Yes and no, for instance, I suspect there is an off-by-one, due to the difference in returning the number of *nodes* and the number of *edges*. Also, for endpoints that only return the final node (e.g., for the provenance use cases), you will not have anything meaningful on which to call size(). Hence my suggestion to return as some sort of timings (it's not time, but it's still a measure of how much work the endpoint calculation did) the metric of how many edges you've traversed. That can be consumed by downstream users to compute and output average cost.
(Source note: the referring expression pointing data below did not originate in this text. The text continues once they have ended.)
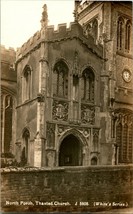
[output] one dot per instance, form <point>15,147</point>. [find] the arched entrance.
<point>70,153</point>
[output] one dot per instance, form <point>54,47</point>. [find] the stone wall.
<point>67,189</point>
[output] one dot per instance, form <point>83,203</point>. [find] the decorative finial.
<point>77,3</point>
<point>44,20</point>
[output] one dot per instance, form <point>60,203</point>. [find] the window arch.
<point>120,26</point>
<point>60,79</point>
<point>26,138</point>
<point>95,29</point>
<point>87,85</point>
<point>124,137</point>
<point>94,161</point>
<point>128,35</point>
<point>8,123</point>
<point>26,83</point>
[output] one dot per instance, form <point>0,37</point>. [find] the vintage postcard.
<point>66,106</point>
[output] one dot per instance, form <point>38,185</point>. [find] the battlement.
<point>8,55</point>
<point>30,43</point>
<point>50,34</point>
<point>83,5</point>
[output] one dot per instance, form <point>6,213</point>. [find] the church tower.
<point>110,24</point>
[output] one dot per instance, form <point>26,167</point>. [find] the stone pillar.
<point>39,146</point>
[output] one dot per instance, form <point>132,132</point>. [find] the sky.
<point>20,19</point>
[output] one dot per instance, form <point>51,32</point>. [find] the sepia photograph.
<point>66,106</point>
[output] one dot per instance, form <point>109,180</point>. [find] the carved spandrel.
<point>60,110</point>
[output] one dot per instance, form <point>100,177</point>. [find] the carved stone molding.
<point>87,114</point>
<point>60,110</point>
<point>83,130</point>
<point>50,135</point>
<point>123,117</point>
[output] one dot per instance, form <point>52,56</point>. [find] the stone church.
<point>74,102</point>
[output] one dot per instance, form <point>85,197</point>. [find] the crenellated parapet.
<point>8,55</point>
<point>83,5</point>
<point>27,46</point>
<point>62,33</point>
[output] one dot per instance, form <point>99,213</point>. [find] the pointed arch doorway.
<point>70,152</point>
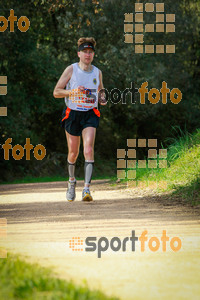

haltode added inline comments.Aug 13 2019, 11:33 AM
java/server/src/main/java/org/softwareheritage/graph/Endpoint.java
60

Oh I see, so yes I need to add a new meta info indeed. However I'm not sure what would be the proper way to do so.

I don't want to have yet another wrapper class to return both the result and meta information, especially since meta information are all calculated in Endpoint, and this class was only created to be a wrapper class to do all the higher-level computation around low-level traversal methods.

haltode updated this revision to Diff 6210.Aug 13 2019, 2:24 PM
  • Add a new meta info nbEdgesAccessed
  • Move utils/ into benchmark/utils/

I ended up using a member variable to count number of edges accessed in the
lower-level class, I find this better than a wrapper class but I'm still open to
other suggestions (or arguments for wrapper class!). ;)

zack accepted this revision.Aug 13 2019, 2:48 PM
This revision is now accepted and ready to land.Aug 13 2019, 2:48 PM
This revision was landed with ongoing or failed builds.Aug 13 2019, 3:05 PM
This revision was automatically updated to reflect the committed changes.